O colóquio deste ano que agora encerra, deixando poucas saudades ao mundo, centrou-se em torno da contextualidade e intertextualidade dos provérbios; da construção de uma herança comum europeia de provérbios; da educação e do diálogo interdisciplinar, através do uso de provérbios; e de questões relacionadas com os provérbios e com a sua tradução. Houve ainda intervenções que ligaram os provérbios ao teatro e à linguagem gestual, outras versando o recurso aos adágios nas aventuras de Astérix e na atual pandemia, e outras ainda mostrando a forma como os adágios podem enquadrar algumas áreas do conhecimento. As edições anteriores também forneceram experiências e conhecimentos que permitiram a Rui Soares e à esposa, encontrarem recursos nas TIC utilizadas – o Youtube Canal de Paremiologia e o www.facebook.com/associacaointernacionalparemiologia. As plataformas tecnológicas usadas permitiram que os 40 participantes intervenientes, em fusos horários muito afastados pudessem ter sido escutados por quase 400 pessoas que assistiram online.

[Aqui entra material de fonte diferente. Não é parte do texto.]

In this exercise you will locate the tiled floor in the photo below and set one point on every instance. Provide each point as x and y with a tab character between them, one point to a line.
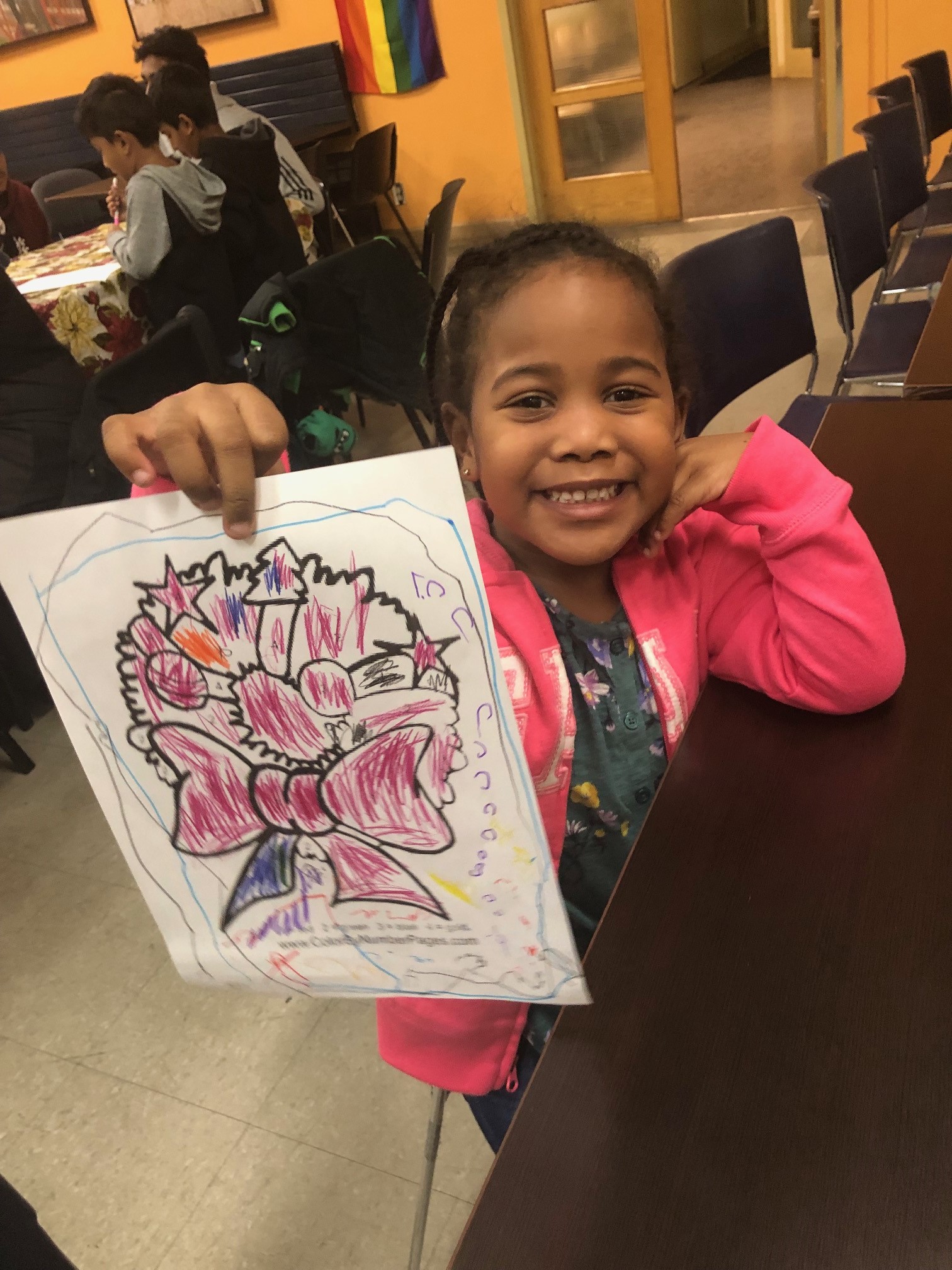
744	144
162	1127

“No dia da sessão de abertura, após a oratória das entidades convidadas  ̶  a presidente do Município de Tavira, o representante da UNESCO, o embaixador da República Checa, a diretora regional de Cultura do Algarve  e de mim próprio, como presidente da AIP-IAP  ̶, houve um concerto musical com o pianista Bruno Belthoise que em estreia mundial musicou 15 provérbios”, referiu-nos Rui Soares, notando ainda que “na sessão de encerramento, o município de Tavira disponibilizou para todos os participantes um concerto de Cuca Roseta em Tavira, realizado virtualmente, em março, e alusivo aos 500 anos do foral da cidade de Tavira”.

Fernando Pessoa disse proverbialmente que quando Deus quer e o homem sonha, a obra nasce. Tavira e os provérbios são bem a prova disso, pelo menos enquanto Deus der saúde para que o nosso amigo Rui Soares continue a sonhar e energia para a aplicar em tão esforçada missão.